Clinical implications

The majority of identified CS individuals are de novo or have at most 1 or 2 antecedent affected individuals in any given family (2). While this might reflect identification bias resulting from modern exome sequencing being more likely to be carried out in children, it might also suggest that, historically at least, premature mortality resulting from untreated pulmonary and cardiovascular complications (1, 2) precluded the generation of very extensive CS pedigrees. Clearly, complications in neonates or infants account for some premature CS deaths (1, 2), but premature death in adulthood is also likely; there are few reports of older (>50 years) males with confirmed CS, and evidence for heart failure in older females with CS (40). That said, the penetrance of different CS features has thus far been difficult to predict, and no quantitative molecular phenotype – organism phenotype relationship has been developed. In this regard, it is interesting that the p.Gly814Trp variant underlies an extended pedigree in the present family, with at least 4 generations affected, and at least one older male and an affected antecedent who died at 65. Possibly, In comparison to other confirmed CS variants (29), p.Gly814Trp demonstrated a more mild gain-of-function effect in recombinant channels. In future, a quantitative molecular phenotype – organism phenotype relationship may be necessary, particularly for predicting the ability of SUR2-inhibitors to treat CS, since the sensitivity to such inhibitors can be dependent on the severity of the gain-of-function itself(29, 32).

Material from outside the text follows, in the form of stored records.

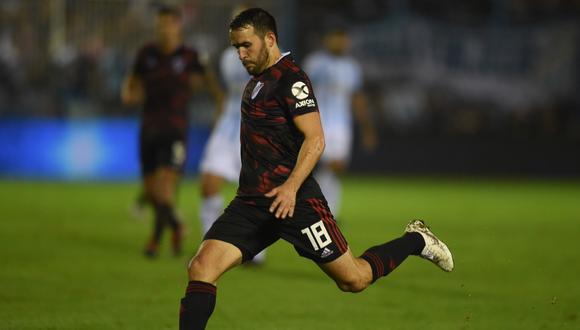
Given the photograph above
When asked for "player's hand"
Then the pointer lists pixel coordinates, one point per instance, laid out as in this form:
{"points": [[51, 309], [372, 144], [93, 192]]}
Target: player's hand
{"points": [[285, 201]]}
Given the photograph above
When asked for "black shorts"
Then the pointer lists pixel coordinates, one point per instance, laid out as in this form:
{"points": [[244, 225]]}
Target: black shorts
{"points": [[251, 228], [162, 151]]}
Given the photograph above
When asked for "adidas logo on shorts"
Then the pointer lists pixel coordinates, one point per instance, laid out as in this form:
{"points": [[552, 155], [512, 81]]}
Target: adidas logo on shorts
{"points": [[326, 252]]}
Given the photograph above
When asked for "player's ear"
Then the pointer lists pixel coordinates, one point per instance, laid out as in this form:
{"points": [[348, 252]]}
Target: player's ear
{"points": [[270, 38]]}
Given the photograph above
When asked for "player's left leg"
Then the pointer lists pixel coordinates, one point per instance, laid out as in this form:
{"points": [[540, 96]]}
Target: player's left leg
{"points": [[213, 258], [328, 177], [353, 274]]}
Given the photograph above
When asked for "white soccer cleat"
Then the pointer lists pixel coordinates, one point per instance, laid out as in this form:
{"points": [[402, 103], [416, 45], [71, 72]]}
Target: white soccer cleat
{"points": [[435, 250]]}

A cholesteatoma, an abnormal accumulation of keratin-producing squamous cells in the middle ear, was present in two affected individuals. Cholesteatomas are most often seen in association with chronic recurrent ear infections and are rarely congenital. This feature has not previously been described in CS, and with no obvious connection to the underlying molecular basis, it is uncertain if there is a causal link between CS and cholesteatoma.

Data Availability Statement

The original data will be made available to any interested parties upon reasonable request.